Early life and education

Caroline Agnes Brady was born on October 3, 1905, in Tientsin, China. She was the daughter of United States Army Colonel David John Brady, an engineer who was then the general manager of the Chinese Engineering and Mining Company in Qinhuangdao, and his wife (Annie Lucy) Maude Short, daughter of John Short, the deputy prothonotary of Sherbrooke, Quebec. The two had married the year before, at the Holy Trinity Church in Shanghai. Caroline was one of two children, and the eldest by ten years of her sister, Frances Maud Brady. Her father, the son of British emigrants, had been raised in Austin, Texas, and traveled as the army took him. His two brothers, John W. and Will P. Brady—Caroline Brady's uncles—both became prominent Texas attorneys and jurists. Will P. Brady worked as the first district attorney of Reeves County, Texas, and later as a judge of the county court in El Paso. John W. Brady rose to prominence within Austin, and Texas generally, as an assistant attorney general and judge, before killing his mistress in 1929 and being sentenced to three years in prison. Caroline Brady's mother, meanwhile, traced back through four generations of her matriline to Anthony Van Egmond (Caroline Brady's great-great-great-grandfather), an early settler of Canada, whose true identity as the Dutch fugitive Antonij Jacobi Willem Gijben—not, as he claimed, as a direct descent of the counts of Egmond—was not uncovered until the second half of the twentieth century.

In May 1910, when Brady was four, her family arrived in Los Angeles, California, via Shanghai, aboard the steamer Bessie Dollar. The ship carried only two families and a woman traveling alone, in addition to a cargo of pig iron, and had what the Los Angeles Herald described as "a rough voyage across the Pacific", striking a whale. By the end of the year, the family was living in British Columbia. Though the Herald had described Brady's father as a Standard Oil engineer, by the end of World War I he was serving overseas as part of the Rainbow Division of the United States Army National Guard, in France and Germany as first a captain and then a major. During these years, until about September 1919, Caroline Brady and her family stayed with her uncle, John W. Brady, in his large Austin house. David Brady returned in August or September 1919; by the following year he was working with his brother Will at the Los Angeles-based Sunshine Oil Corporation.

Black and white photograph of Caroline Brady
Black and white photograph of Caroline Brady
Photographs of Brady from her 1928 UCLA yearbook

In August 1924 Brady matriculated at the University of California at Los Angeles (UCLA), then known as the Southern Branch of the University of California. She entered Teachers College, for studies in kindergarten-primary education. Brady was active in a number of organizations at UCLA, including Beta Phi Alpha, the YWCA, and the Prytanean Society, of which she was president. She graduated with a Bachelor of Arts in English in 1928, and two years later, on May 15, 1930, received a Master of Arts from the school's Berkeley campus. That same year she began her Ph.D., also at Berkeley, and graduated in 1935, with the thesis The Legends of Ermanaric. Her dissertation committee was chaired by Arthur Gilchrist Brodeur, with whom Brady would coauthor an article five years later.

Name

Caroline Brady dissertation defense programme
Programme of the Final Examination for the Degree of Doctor of Philosophy of Caroline Agnes von Egmont Brady (1935)

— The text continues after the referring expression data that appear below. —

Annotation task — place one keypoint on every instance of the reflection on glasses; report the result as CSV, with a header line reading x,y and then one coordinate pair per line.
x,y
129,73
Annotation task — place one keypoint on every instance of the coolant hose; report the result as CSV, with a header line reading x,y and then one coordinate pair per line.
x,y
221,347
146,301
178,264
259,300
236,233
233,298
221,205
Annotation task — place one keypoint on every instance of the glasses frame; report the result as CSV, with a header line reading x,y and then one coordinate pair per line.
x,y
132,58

Brady is occasionally referred to as Caroline Agnes Von Egmont Brady. Though her published output universally refers to her as either "Caroline A. Brady" or "Caroline Brady", the program for her dissertation defense names her "Caroline Agnes Von Egmont Brady". Several library entries and membership lists of the Modern Language Association also use the longer name.

Career

In 1935, the same year that she received her Ph.D., Brady became an English instructor at the College of Agriculture at the University of California. Brady was promoted on July 13, 1941 to assistant professor of languages and literature at the Berkeley campus. In 1943, her "completely rewritten" dissertation was published under the same title, The Legends of Ermanaric. Brady continued teaching at Berkeley until 1946. Thereafter, she taught for three years at the University of Pennsylvania as an assistant professor of English.

In 1949 Brady moved to Klamath Falls, Oregon, as one of the four inaugural instructors for the newly opened Central Oregon Community College. The college had campuses at both Bend and Klamath Falls; Brady taught at both, offering courses in English Composition and Survey of English Literature. After only a few months in the position, Brady resigned, citing "ill health".

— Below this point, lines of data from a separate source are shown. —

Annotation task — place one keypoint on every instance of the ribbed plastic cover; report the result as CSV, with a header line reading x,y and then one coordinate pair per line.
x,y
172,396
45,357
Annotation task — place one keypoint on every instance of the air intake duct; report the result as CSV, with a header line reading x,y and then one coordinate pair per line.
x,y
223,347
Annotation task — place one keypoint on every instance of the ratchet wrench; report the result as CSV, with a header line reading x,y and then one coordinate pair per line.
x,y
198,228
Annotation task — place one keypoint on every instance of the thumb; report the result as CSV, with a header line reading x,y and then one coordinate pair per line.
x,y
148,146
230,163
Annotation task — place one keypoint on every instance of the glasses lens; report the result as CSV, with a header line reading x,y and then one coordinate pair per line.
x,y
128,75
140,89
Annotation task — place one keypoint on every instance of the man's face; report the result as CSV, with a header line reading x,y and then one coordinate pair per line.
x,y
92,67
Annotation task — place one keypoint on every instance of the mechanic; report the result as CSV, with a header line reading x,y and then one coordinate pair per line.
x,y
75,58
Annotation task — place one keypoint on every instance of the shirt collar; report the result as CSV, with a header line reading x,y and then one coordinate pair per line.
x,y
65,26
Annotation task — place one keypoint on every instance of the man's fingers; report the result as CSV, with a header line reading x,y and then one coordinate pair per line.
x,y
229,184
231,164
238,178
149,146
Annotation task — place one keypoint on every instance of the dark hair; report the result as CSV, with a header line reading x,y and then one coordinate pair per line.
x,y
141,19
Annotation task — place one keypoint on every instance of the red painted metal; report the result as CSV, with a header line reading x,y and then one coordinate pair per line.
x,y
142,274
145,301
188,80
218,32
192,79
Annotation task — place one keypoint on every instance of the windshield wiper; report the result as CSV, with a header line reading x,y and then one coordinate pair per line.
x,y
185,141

By May 1952, Brady was working as the synonym editor for C. L. Barnhart, Inc., the publisher of Thorndike-Barnhart dictionaries, in Bronxville, New York. That year she was named the 1952–53 Marion Talbot Fellow of the American Association of University Women. The $2,200 fellowship was for "a study and reinterpretation of the substantial compounds and phrases in Old English poetry", looking at contextual word usage to "determine whether the various poets used them in exactly the same way". Brady's work was to take place at Johns Hopkins and Harvard, and in 1952 she published two related articles: "The Synonyms for 'Sea' in Beowulf", and "The Old English Nominal Compounds in -rád".

Brady's subsequent activities are unclear. In 1979, she was listed again with a California address. That year, she published the second piece in her Beowulf trilogy, "'Weapons' in Beowulf." The final work in the trilogy, "'Warriors' in Beowulf," was published posthumously, in 1983.

Personal life

In her 1941 Who's Who in California entry, Brady was described as a Democrat and an Episcopalian. Her father died in late January 1953, and her mother in November 1959. Caroline Brady died on November 5, 1980, in Bellevue, Washington. The year before she was listed with an address in Corona del Mar by Anglo-Saxon England, the journal that published her final two works. Brady's sister, by then Frances Brady Ackley, died on December 14, 1993; her obituary mentioned only cousins among her survivors.